Wir machen uns das Fremde vertraut. Wie geht das? Wir schauen genau hin, hören gut zu und suchen das Gleichartige und das Unterschiedliche im Fremden. Wir setzen uns mit der Ähnlichkeit der Vielfalt auseinander z.B. wird jedes Kind in seiner Heimatsprache begrüßt. Auch in anderen Ländern gibt es Dialektunterschiede. Diese entdecken wir gleich zu Beginn. Die Unterschiede wertschätzen wir, indem wir uns bemühen, die Worte „richtig“ auszusprechen. Genauso wichtig ist es auch Vorurteile zu entlarven, anzusprechen und Regeln für ein tolerantes Miteinander aufzustellen.
Manches Verhalten fordert mich heraus, wenn z.B. jemand einen Mitschüler die Treppe herunter schubsen will, weil er/sie das so lustig findet. Fremde Kulturen haben durchaus auch unterschiedliche Vorstellung darüber, was humorvoll sein kann… Dann ist es wichtig nicht wegzuschauen, sondern Grenzen zu setzen, sich dem befremdlichen Verhalten zu stellen und dabei zugleich zugewandt zu sein und zu bleiben.
Anderes Verhalten ist mir sehr sympathisch. Manche Schüler haben kein Frühstück. Da einige Kinder kein Frühstück dabei haben, nehme ich immer auch eine Kleinigkeit mit: Obst, Nüsse oder Reiswaffeln etc.

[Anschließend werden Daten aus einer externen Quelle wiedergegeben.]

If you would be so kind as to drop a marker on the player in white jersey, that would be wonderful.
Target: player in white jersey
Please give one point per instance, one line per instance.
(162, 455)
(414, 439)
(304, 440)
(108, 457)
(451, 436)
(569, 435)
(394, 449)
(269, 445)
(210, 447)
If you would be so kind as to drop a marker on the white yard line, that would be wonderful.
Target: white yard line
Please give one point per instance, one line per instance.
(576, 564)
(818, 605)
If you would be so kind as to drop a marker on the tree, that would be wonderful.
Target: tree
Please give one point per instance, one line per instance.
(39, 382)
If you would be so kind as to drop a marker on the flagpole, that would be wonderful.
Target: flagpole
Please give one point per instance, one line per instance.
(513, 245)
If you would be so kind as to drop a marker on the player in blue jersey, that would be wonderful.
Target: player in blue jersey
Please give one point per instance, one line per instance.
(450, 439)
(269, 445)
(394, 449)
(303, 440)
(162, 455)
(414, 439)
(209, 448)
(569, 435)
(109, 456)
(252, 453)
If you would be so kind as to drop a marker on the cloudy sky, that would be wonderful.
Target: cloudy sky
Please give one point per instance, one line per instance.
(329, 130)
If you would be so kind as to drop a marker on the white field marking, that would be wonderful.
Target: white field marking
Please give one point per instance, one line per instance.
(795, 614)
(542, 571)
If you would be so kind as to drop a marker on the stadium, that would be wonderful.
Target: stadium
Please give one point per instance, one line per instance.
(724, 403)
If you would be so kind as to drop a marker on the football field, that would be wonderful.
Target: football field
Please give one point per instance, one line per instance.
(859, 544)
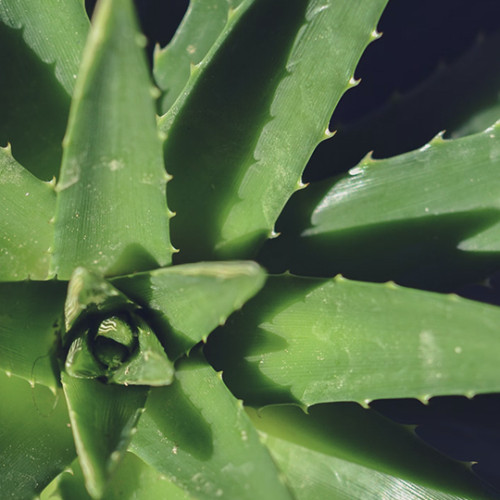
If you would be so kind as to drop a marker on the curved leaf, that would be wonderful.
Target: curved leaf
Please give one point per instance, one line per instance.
(40, 52)
(413, 218)
(103, 419)
(28, 340)
(27, 232)
(237, 149)
(344, 451)
(132, 480)
(35, 437)
(199, 436)
(111, 213)
(187, 302)
(203, 22)
(310, 341)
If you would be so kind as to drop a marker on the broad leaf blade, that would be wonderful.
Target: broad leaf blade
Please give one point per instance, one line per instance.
(35, 438)
(344, 451)
(111, 212)
(256, 107)
(103, 419)
(40, 52)
(27, 232)
(31, 315)
(187, 302)
(203, 22)
(413, 218)
(310, 341)
(196, 433)
(133, 480)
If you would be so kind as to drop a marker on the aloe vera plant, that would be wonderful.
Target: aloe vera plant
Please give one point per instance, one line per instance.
(151, 344)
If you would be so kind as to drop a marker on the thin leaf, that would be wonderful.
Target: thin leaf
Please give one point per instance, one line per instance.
(39, 54)
(133, 480)
(310, 341)
(202, 24)
(344, 451)
(35, 438)
(28, 340)
(195, 433)
(103, 419)
(414, 218)
(26, 233)
(187, 302)
(253, 141)
(459, 177)
(111, 211)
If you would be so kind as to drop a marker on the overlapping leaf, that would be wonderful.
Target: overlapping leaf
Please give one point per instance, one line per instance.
(186, 302)
(132, 480)
(237, 150)
(310, 341)
(103, 419)
(197, 434)
(39, 54)
(28, 206)
(28, 341)
(202, 24)
(111, 214)
(344, 451)
(376, 224)
(35, 437)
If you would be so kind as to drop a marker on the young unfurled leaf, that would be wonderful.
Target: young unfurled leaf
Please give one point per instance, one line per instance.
(111, 214)
(103, 418)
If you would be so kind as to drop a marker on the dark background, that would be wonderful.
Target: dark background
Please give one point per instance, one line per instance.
(423, 44)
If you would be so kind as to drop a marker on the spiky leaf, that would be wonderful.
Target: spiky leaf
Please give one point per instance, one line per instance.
(35, 438)
(237, 151)
(103, 418)
(28, 341)
(196, 433)
(132, 480)
(186, 302)
(111, 211)
(344, 451)
(40, 52)
(27, 232)
(311, 341)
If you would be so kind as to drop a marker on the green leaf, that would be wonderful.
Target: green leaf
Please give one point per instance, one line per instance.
(35, 438)
(30, 317)
(90, 294)
(103, 419)
(196, 433)
(150, 365)
(187, 302)
(111, 213)
(132, 480)
(27, 232)
(413, 218)
(252, 141)
(459, 178)
(344, 451)
(39, 54)
(202, 24)
(310, 341)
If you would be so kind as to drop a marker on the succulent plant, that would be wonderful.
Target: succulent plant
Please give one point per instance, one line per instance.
(131, 369)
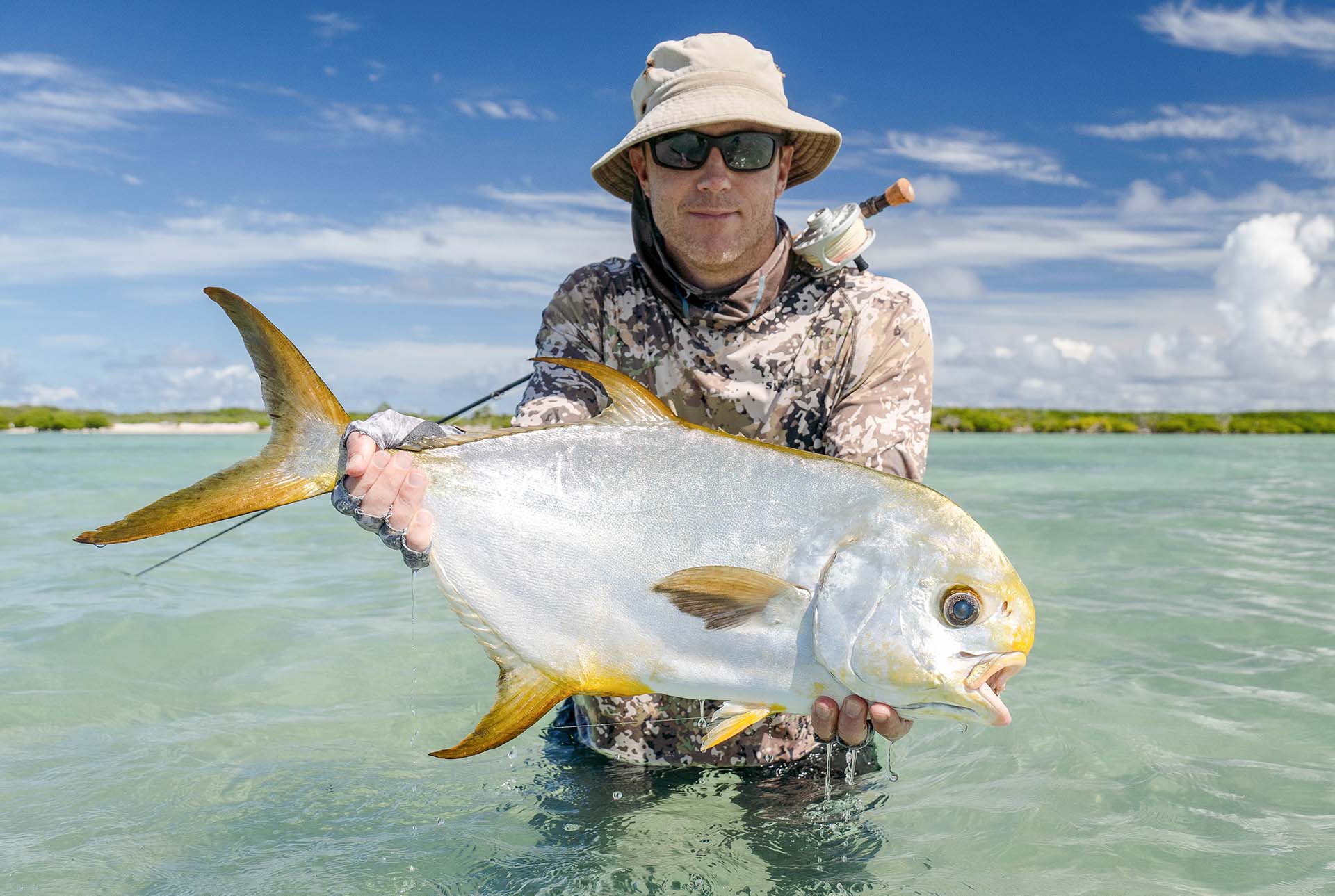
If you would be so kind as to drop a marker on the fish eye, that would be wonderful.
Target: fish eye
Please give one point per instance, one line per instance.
(960, 607)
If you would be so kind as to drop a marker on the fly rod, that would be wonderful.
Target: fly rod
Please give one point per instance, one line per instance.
(254, 516)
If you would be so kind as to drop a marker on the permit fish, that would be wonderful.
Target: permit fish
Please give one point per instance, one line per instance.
(637, 553)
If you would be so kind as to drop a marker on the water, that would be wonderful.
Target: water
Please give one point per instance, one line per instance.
(248, 719)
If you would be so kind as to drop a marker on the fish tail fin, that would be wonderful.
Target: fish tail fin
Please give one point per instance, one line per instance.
(524, 696)
(300, 459)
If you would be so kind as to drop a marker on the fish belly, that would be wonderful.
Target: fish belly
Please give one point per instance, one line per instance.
(554, 539)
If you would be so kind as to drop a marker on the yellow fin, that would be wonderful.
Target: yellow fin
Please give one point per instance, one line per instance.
(734, 719)
(524, 696)
(728, 596)
(631, 402)
(300, 459)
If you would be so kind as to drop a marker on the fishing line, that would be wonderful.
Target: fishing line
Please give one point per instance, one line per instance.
(444, 420)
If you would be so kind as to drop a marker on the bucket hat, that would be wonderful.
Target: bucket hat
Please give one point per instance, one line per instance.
(708, 79)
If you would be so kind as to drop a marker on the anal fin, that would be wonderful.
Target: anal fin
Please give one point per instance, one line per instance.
(524, 696)
(732, 719)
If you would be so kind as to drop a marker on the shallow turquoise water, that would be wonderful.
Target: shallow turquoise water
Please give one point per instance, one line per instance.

Oftmals habe ich erlebt, dass gerade die ärmsten unter den Kindern bereitwillig ihr Essen teilen.
Dem Fremden einen Vertrauensvorschuss zu zollen lohnt sich. Selbst, wenn ich manches Verhalten nicht verstehe, jedes Kind hat sicher gute Gründe für sein Handeln. Ich bemühe mich darum, jedem Kind mit Wertschätzung und Interesse zu begegnen, jedem auch seine eigene Zeit zu lassen und evtl. alternative Möglichkeiten des „Sprachausdrucks“ aufzuzeigen, sich an unseren Gesprächen und Spielen zu beteiligen. Manche Schüler sprechen über ein halbes Jahr lang kein Wort, bevor sie sich sicher genug fühlen, zu sprechen. Wenn ein Kind während unserer Grammatikspiele nicht spricht, setzen wir Gesten, Mimik, Handlungen wie Karten sortieren, legen als Sprechersatz oder auch „Sprech-Vertreter“ ein. Stufenweise gebe ich dem hoffentlich wachsenden Sprech-Bewusstsein Raum, indem ich zu super leisem Flüstern, minimal lauterem Flüstern usw. einlade. Weiterhin geduldig und neugierig sowie offen für Neues zu bleiben, schafft die Voraussetzung dafür, dass sich Kinder etwas zutrauen, etwas Neues ausprobieren. Dabei vertraue ich darauf, dass wir uns mit der Zeit vertrauter werden, ebenso wie unsere täglichen Rituale, Methoden, die Buchstaben und die Sprache selbst.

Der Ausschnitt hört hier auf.